BY JULIE MANGANIS
---- — A scandal that shook the town of Hamilton to its core five years ago came to a quiet end yesterday, as a Salem Superior Court judge dismissed charges of fraud and larceny against the town’s former police chief.
Walter Cullen, the former chief, who was also in charge of the ambulance service, was found to have misrepresented his certification as an EMT in the course of an investigation into “no-show” recertification courses being offered to local police officers and firefighters. Cullen had not attended the required classes and had allowed his son to sign in for him.
The investigation was triggered by a whistle-blowing officer in the department, Michael Marchand, who had been the target of what were later found to be unsubstantiated complaints. He later won a $1.3 million settlement from the town after filing a lawsuit.
The discoveries led to the shutdown of the town’s ambulance service, indictments against Cullen and three others, and nine local police officers receiving fines and suspensions that totaled approximately $25,000 each.

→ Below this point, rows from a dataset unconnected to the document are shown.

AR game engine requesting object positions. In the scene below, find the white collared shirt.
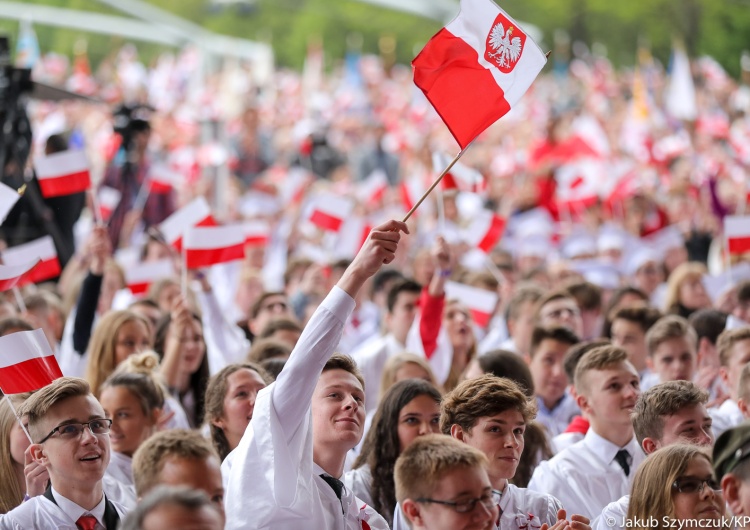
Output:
[529,427,645,520]
[52,488,106,530]
[222,287,388,530]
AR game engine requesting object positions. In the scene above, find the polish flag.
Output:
[445,282,497,328]
[0,258,39,292]
[308,193,354,232]
[98,186,122,222]
[724,215,750,254]
[0,182,21,224]
[412,0,547,149]
[464,210,505,254]
[242,221,271,247]
[2,236,62,287]
[148,164,182,194]
[0,329,62,394]
[183,225,245,269]
[124,259,175,295]
[159,197,216,250]
[35,150,91,197]
[357,169,388,206]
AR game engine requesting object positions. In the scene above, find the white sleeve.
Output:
[271,286,354,438]
[197,291,250,375]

Three others were also charged: former Middleton and Ipswich fire chief Henry Michalski, who ran EMT training courses; former Ipswich selectman and Wenham police lieutenant James Foley; and David Mastrianni, Cullen’s son-in-law, who ran training programs for the Hamilton police department.
Cullen received a continuation without a finding, a rare disposition in Superior Court cases, after admitting that he was guilty of the four charges against him during a hearing in December 2011. After Cullen spent 18 months on unsupervised probation and paid a $25,000 fine, Judge Timothy Feeley dismissed the case yesterday.
Cullen did not appear for the proceeding, which took less than a minute.
The disposition of the case was aimed at allowing Cullen to keep his pension, Feeley acknowledged in 2011.
Foley’s case, which had also been continued without a finding, was dismissed in March, three months earlier than scheduled, after he paid a $2,000 fine.
The two other defendants, Mastrianni and Michalski, completed terms of probation after they pleaded guilty. Unlike Cullen and Foley, Mastrianni and Michalski will continue to have records of criminal convictions. Their cases were heard by a different judge.